The consequences of the Leu¹¹⁷ → Trp mutation in β3 identified in this patient are the same as those of four mutations involving the putative calcium binding region of αIIb.16,18-20 Like Leu¹¹⁷ → Trp, these mutations neither impair αIIb synthesis nor the assembly of αIIbβ3 heterodimers, but inhibit αIIbβ3 export to the cell surface. Moreover, they also specifically impair the recognition of αIIbβ3 by heterodimer-specific MoAbs, suggesting the possibility that the regions of αIIb and β3 containing these mutations physically interact to form the epitopes for these antibodies. Previous studies mapping the ligand binding region of αIIbβ3 with fibrinogen peptides support this possibility. It was found that peptides containing the sequence RGD, present at two places in the fibrinogen α chain, cross-link to a region of β3 encompassing amino acids 109-171,39 whereas peptides corresponding to the carboxyl terminus of the fibrinogen γ chain cross-link to a region of αIIb corresponding to its second putative calcium binding domain.47 Although both classes of peptides inhibited ligand binding to αIIbβ3, they did so in a mutually exclusive manner,48 suggesting that the ligand binding site on αIIbβ3 consists of a surface containing of segments of both αIIb and β3. A similar conclusion was reached by Loftus et al,49 who also found that the amino terminal third of αIIb defined the ligand specificity of αIIbβ3. It is noteworthy that β3 Leu¹¹⁷ → Trp and the αIIb calcium binding domain mutations reside either within or in proximity to the peptide cross-linking regions. Thus, it is possible that these mutations affect the conformation of the ligand binding surface, thereby explaining their effect on heterodimer-specific MoAb binding and supporting the notion that the segments of αIIb and β3 containing the mutations are physically associated.
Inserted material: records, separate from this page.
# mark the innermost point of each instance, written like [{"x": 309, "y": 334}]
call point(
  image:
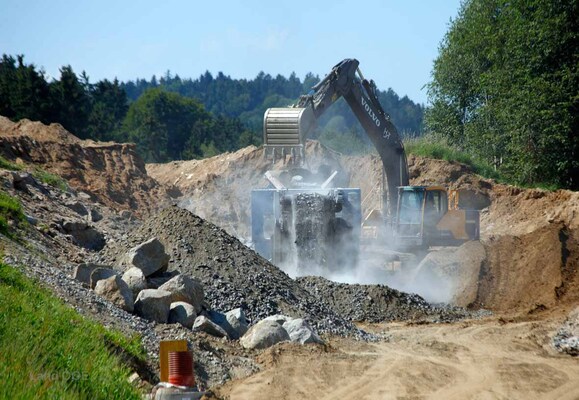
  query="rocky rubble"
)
[
  {"x": 232, "y": 275},
  {"x": 379, "y": 303}
]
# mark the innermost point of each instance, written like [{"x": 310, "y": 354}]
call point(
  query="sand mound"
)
[
  {"x": 529, "y": 253},
  {"x": 218, "y": 189},
  {"x": 112, "y": 173}
]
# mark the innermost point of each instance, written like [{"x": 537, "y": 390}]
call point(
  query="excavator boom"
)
[{"x": 344, "y": 80}]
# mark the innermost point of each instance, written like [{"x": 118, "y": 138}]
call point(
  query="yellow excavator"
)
[{"x": 413, "y": 216}]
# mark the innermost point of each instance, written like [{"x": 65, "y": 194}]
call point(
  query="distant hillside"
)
[
  {"x": 175, "y": 119},
  {"x": 248, "y": 99}
]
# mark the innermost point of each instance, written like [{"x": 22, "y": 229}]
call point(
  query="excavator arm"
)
[{"x": 345, "y": 80}]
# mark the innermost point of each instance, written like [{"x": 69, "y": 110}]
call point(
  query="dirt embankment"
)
[
  {"x": 111, "y": 173},
  {"x": 219, "y": 188},
  {"x": 529, "y": 255},
  {"x": 530, "y": 238}
]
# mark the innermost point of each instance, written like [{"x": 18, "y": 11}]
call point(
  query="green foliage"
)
[
  {"x": 172, "y": 118},
  {"x": 10, "y": 209},
  {"x": 505, "y": 88},
  {"x": 47, "y": 350},
  {"x": 439, "y": 148},
  {"x": 50, "y": 179},
  {"x": 5, "y": 164}
]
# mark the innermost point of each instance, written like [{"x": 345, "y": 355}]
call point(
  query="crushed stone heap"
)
[
  {"x": 232, "y": 274},
  {"x": 379, "y": 303}
]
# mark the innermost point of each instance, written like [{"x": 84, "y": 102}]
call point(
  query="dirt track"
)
[{"x": 482, "y": 360}]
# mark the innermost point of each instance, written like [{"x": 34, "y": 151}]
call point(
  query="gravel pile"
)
[
  {"x": 379, "y": 303},
  {"x": 214, "y": 365},
  {"x": 232, "y": 274}
]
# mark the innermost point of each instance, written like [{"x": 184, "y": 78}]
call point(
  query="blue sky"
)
[{"x": 395, "y": 41}]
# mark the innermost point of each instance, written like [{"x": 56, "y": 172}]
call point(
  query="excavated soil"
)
[
  {"x": 218, "y": 189},
  {"x": 529, "y": 236},
  {"x": 525, "y": 270},
  {"x": 379, "y": 303},
  {"x": 111, "y": 173},
  {"x": 233, "y": 275}
]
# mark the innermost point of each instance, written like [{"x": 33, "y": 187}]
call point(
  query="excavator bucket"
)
[{"x": 285, "y": 131}]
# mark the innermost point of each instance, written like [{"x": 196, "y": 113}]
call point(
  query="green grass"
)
[
  {"x": 10, "y": 209},
  {"x": 50, "y": 179},
  {"x": 430, "y": 147},
  {"x": 47, "y": 350}
]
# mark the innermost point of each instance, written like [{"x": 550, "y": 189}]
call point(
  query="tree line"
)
[
  {"x": 172, "y": 118},
  {"x": 505, "y": 88}
]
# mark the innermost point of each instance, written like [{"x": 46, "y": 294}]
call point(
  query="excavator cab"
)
[{"x": 430, "y": 216}]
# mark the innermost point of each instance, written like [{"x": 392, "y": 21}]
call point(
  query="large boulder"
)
[
  {"x": 301, "y": 332},
  {"x": 182, "y": 313},
  {"x": 115, "y": 290},
  {"x": 263, "y": 335},
  {"x": 82, "y": 272},
  {"x": 278, "y": 318},
  {"x": 100, "y": 273},
  {"x": 238, "y": 323},
  {"x": 149, "y": 257},
  {"x": 449, "y": 275},
  {"x": 204, "y": 324},
  {"x": 135, "y": 279},
  {"x": 185, "y": 289},
  {"x": 154, "y": 305}
]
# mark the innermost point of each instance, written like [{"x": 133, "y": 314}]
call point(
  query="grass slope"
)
[{"x": 47, "y": 350}]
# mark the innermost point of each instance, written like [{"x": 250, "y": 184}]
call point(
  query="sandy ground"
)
[{"x": 491, "y": 359}]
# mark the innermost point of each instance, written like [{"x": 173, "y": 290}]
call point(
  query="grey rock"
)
[
  {"x": 150, "y": 257},
  {"x": 566, "y": 340},
  {"x": 135, "y": 279},
  {"x": 82, "y": 272},
  {"x": 126, "y": 214},
  {"x": 278, "y": 319},
  {"x": 159, "y": 278},
  {"x": 84, "y": 235},
  {"x": 20, "y": 180},
  {"x": 154, "y": 305},
  {"x": 185, "y": 289},
  {"x": 115, "y": 290},
  {"x": 238, "y": 323},
  {"x": 220, "y": 319},
  {"x": 100, "y": 273},
  {"x": 263, "y": 335},
  {"x": 182, "y": 313},
  {"x": 77, "y": 207},
  {"x": 95, "y": 215},
  {"x": 301, "y": 332},
  {"x": 204, "y": 324},
  {"x": 70, "y": 226}
]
In summary, we have identified a naturally occurring β3 mutation, Leu¹¹⁷ → Trp, which likely affects the conformation of αIIbβ3 and results in the intracellular retention of mutant heterodimers. Although Leu¹¹⁷ → Trp is located in immediate proximity to the previously described Cam mutation, Asp¹¹⁹ → Tyr, its consequences are markedly different because the latter had no effect of αIIbβ3 expression, but rather prevented ligand binding to the heterodimer. Thus, our results emphasize that the consequences of individual mutations in αIIb and β3 mutations, regardless of their location in the αIIb or β3 sequence, can be unique and are ultimately determined by their effect on subunit and heterodimer folding.

The authors thank Drs Simon and Margaret Karpatkin for generously sharing the patient presented in this report.